Joy in the World's Upside-Downing - Advent Meditation

(This is part of a set of daily Advent meditations I'll be posting. They're going up a day early so that you can use them, if you wish, for private reflection in this season of anticipation and preparation.)

And Mary said,
“My soul magnifies the Lord,
     and my spirit rejoices in God my Savior,
for he has looked on the humble estate of his servant.
    For behold, from now on all generations will call me blessed;
for he who is mighty has done great things for me,
    and holy is his name.
And his mercy is for those who fear him
    from generation to generation.
He has shown strength with his arm;
    he has scattered the proud in the thoughts of their hearts;
he has brought down the mighty from their thrones
    and exalted those of humble estate;
he has filled the hungry with good things,
    and the rich he has sent away empty.
He has helped his servant Israel,
    in remembrance of his mercy,
as he spoke to our fathers,
    to Abraham and to his offspring forever.”
(Luke 1:46-55)

Mary gets short shrift in many of our Christmas songs and sermons. Granted, as a Protestant I'm not in the business of holding her up so immaculate and reified as to be barely human, but I'm not talking about that. What I'm talking about is this song and the depth of insight it displays.

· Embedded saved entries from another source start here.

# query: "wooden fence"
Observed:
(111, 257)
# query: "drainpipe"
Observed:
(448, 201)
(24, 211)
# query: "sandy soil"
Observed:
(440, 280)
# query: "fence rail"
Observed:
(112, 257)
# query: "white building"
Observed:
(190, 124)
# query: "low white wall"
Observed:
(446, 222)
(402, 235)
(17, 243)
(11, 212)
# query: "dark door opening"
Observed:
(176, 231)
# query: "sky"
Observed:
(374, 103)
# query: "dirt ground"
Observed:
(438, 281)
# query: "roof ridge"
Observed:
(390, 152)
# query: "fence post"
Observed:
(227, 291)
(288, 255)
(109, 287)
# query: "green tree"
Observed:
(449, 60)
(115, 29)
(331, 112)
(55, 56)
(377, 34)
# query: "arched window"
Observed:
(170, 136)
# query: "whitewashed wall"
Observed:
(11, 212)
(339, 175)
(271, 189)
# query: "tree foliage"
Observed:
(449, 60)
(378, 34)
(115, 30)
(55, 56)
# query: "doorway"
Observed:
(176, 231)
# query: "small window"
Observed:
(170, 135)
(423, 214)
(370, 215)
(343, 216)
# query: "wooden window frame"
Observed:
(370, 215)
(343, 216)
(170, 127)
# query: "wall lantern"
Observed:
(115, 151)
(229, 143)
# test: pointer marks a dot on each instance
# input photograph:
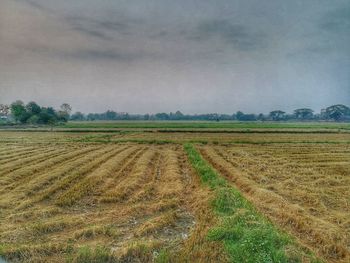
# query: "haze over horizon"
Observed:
(162, 56)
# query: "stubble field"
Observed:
(139, 197)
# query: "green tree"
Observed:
(336, 112)
(64, 113)
(304, 113)
(33, 108)
(18, 111)
(4, 110)
(78, 116)
(277, 115)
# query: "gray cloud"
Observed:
(237, 35)
(163, 55)
(337, 21)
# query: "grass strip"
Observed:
(247, 236)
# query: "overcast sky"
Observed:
(163, 55)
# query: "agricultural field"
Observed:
(175, 196)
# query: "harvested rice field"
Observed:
(174, 197)
(302, 188)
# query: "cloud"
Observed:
(237, 35)
(104, 29)
(112, 55)
(337, 21)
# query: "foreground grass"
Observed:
(246, 235)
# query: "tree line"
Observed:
(32, 113)
(337, 112)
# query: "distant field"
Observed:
(135, 196)
(207, 125)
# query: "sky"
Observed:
(196, 56)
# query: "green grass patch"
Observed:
(246, 235)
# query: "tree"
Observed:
(239, 115)
(162, 116)
(18, 111)
(304, 113)
(4, 110)
(336, 112)
(111, 115)
(33, 108)
(78, 116)
(48, 116)
(64, 112)
(277, 115)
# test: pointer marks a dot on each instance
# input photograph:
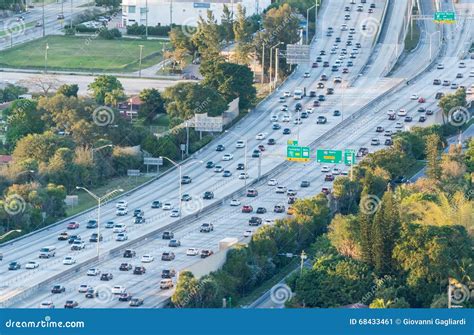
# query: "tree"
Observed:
(105, 84)
(232, 81)
(22, 118)
(152, 104)
(243, 36)
(68, 90)
(433, 169)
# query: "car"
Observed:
(121, 211)
(186, 197)
(305, 183)
(168, 273)
(69, 260)
(125, 296)
(109, 224)
(241, 144)
(167, 256)
(192, 252)
(121, 237)
(243, 175)
(279, 209)
(321, 120)
(96, 238)
(31, 265)
(261, 210)
(251, 192)
(93, 272)
(125, 267)
(73, 225)
(247, 209)
(206, 253)
(71, 304)
(118, 289)
(186, 180)
(272, 182)
(78, 245)
(120, 228)
(174, 243)
(139, 270)
(206, 228)
(136, 302)
(329, 177)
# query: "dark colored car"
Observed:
(125, 267)
(139, 270)
(167, 235)
(106, 276)
(129, 253)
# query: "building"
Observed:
(182, 12)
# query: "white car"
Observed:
(272, 182)
(240, 143)
(121, 203)
(121, 237)
(402, 112)
(121, 211)
(192, 252)
(174, 213)
(147, 258)
(69, 260)
(118, 289)
(93, 272)
(31, 265)
(280, 189)
(84, 288)
(120, 228)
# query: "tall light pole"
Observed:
(245, 152)
(99, 203)
(180, 167)
(140, 62)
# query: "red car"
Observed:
(247, 209)
(73, 225)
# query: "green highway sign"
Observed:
(445, 17)
(329, 156)
(349, 157)
(297, 153)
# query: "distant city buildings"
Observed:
(182, 12)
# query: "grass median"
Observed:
(83, 53)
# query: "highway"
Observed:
(355, 134)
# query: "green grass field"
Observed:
(83, 54)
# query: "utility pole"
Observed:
(140, 62)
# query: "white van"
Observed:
(47, 252)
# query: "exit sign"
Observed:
(445, 17)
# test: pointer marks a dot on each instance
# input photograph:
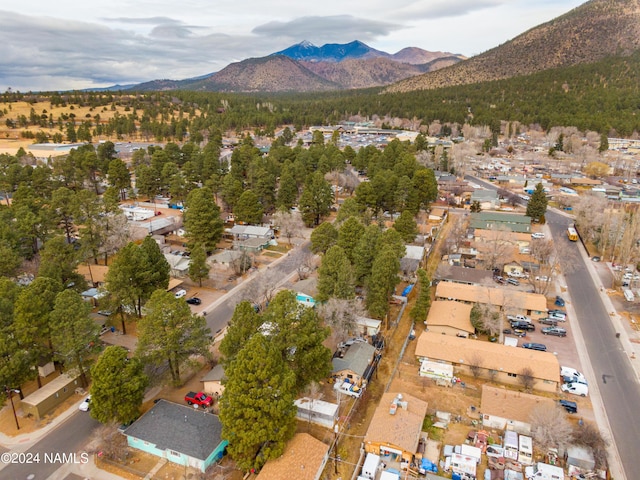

There has always been something upside-down about the Christmas story. It is about a god-man peasant-king, a birth celebrated by angels and outsiders, the turning point of history squirming in a feed trough. The familiarity of these details often makes us miss their strangeness – that this is not how anyone would have expected any of this to go down.

Just take Mary's situation. She who is blessed among women is, by her blessing, marked by scandal. It is her faithfulness that nearly leads her fiance to divorce her. Her divine child will be raised a presumed bastard. That which causes coming generations to call her blessed must have seemed almost a curse, and perhaps in her heart part of her cursed it as she watched her little one hang bloody and impaled.

Yet this is less an oddity than an instructive moment. Mary understands, with these words, what Jesus came to do.

This world always expects salvation to flow from the top. Worldly deliverance is in the hands of the powerful and well-known. We write books about the most influential among us, and almost inevitably they are the lords of government or masters of business. We exalt the proud and overlook the humble.

God views things differently. In His eyes, it is the proud and the mighty who are in a sense the problem. Scripture throughout shows an ambivalence towards power – while it can be used for good, it also corrupts, and the corrupt often gravitate toward it. Over and over the Lord declares His care for the lowly, the oppressed, the needy and the powerless. In His birth, God is finally and cosmically siding with these outsiders.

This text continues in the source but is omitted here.